After A Long Time Has Passed..

Enam tahun bukan waktu yang lama untuk melupakan, bukan?

Semuanya bisa terhapus seiring berjalannya waktu, dan enam tahun itu bisa jadi jangka waktu yang tepat untuk melupakan apapun.
Bahkan semua yang dulu dianggap hal yang menyenangkan dan luar biasa, bisa dibinasakan layaknya kertas yang tintanya sudah memudar, mulai menghapus kalimat-kalimat yang tertulis disana.
Dan saya rasa, kamu juga begitu.

Saya tidak mau menciptakan teori, ini hanya pemikiran saya saja.

Malam ini, rasanya ingin sekali berteriak. Melepaskan semua perasaan yang entah saya sendiri sudah lelah untuk merasakannya. Tapi saya tidak kuasa berteriak seperti adanya, hanya bisa dalam hati saja.

Hanya dalam hati saja.
Ya, God is the best listener. You don't need to shout not cry out load because the hears even the very silent prayer of a sincere heart.

Galau? Haha, setiap manusia pasti pernah merasakan galau. Itu hal yang wajar dan manusiawi menurut saya. Hanya saja saya mengingat satu hal, ""Wahai orang-orang yang beriman ! Mohonlah pertolongan dengan sabar dan shalat. Sesungguhnya Allah beserta orang-orang yang sabar." (Q.S Al-Baqarah: 153) atau Jadikanlah sabar dan shalat sebagai penolongmu. Sesungguhnya (yang demikian itu) sulit, kecuali bagi orang-orang yang khusyu'. (Q.S. Al-Baqarah: 45).
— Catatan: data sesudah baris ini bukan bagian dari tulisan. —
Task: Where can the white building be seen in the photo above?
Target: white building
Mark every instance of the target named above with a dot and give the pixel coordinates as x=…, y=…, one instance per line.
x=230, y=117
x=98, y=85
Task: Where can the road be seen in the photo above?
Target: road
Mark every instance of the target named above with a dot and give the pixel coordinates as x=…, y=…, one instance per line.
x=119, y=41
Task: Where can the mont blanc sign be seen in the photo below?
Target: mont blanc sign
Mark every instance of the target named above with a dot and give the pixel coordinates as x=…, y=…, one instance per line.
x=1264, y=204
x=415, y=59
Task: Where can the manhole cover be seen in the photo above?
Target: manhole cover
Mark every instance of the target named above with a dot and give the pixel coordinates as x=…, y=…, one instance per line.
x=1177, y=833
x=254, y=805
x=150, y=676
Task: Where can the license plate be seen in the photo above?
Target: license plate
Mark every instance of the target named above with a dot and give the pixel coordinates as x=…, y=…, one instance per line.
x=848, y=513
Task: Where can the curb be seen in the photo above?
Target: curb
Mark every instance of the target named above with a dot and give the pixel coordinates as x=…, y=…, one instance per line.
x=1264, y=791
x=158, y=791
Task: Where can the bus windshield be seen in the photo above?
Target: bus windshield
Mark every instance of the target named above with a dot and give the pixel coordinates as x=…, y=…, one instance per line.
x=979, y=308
Wah, saya juga bukan orang yang "ngerti banget" sama hal begini, tapi saya yakin satu hal terhadap agama saya. Al-Qur'an dan Hadist itu sudah yang terbaik untuk solusi berbagai permasalahan di dunia yang tidak ada henti-hentinya. Dan galau, dalam artian sesungguhnya,"kondisi dimana pikiran orang sedang kacau, kusut" dan itu tandanya butuh "sesuatu" pertolongan kecil sekalipun sederhana, tapi setidaknya bisa "melegakan" hati, bukan?

Dan itu yang saya lakukan, setelah shalat, saya juga bercerita panjang lebar padaNya. Hal yang lumrah bukan, untuk bercerita tentang apa yang kita rasakan, apa yang kita inginkan, apa yang kita rasa itu "berat". Karena Dia sebaik-baik tempat curhat yang kita miliki.

Ya, saya ingin meminta agar perasaan saya dihentikan terhadapnya. Perasaan yang sia-sia, perasaan yang percuma. Perasaan yang sampai kapan pun tak terbalas, perasaan yang mematikan rasa lain disekeliling saya. Perasaan yang memendekkan pikiran saya bahwa hanya dia saja yang pantas untuk saya.

Padahal dia tak anggap saya adalah yang pantas untuk saya. Tidak seperti saya menganggap dia yang terbaik untuk saya.

Rasanya memang semua sia-sia, dan satu-satunya cara adalah..
Saya harus melupakan dia sebagaiman dia juga melupakan saya.

Bisa kah? Melupakan tapi tidak bermaksud memutuskan persaudaraan. Melupakan hanya sebatas atas apa yang saya rasakan dan segala kenangan yang entah tak terhitung pernah jalankan dalam hdup saya. Hanya itu saja.
Rasanya sudah lelah. Saya tahu, saya memang harus bersabar. Bersabar sampai suatu saat nanti, Allah akan berikan "bukti" untuk saya, apakah saya memang harus "melupakan" dengan sebenar-benarnya atau tidak.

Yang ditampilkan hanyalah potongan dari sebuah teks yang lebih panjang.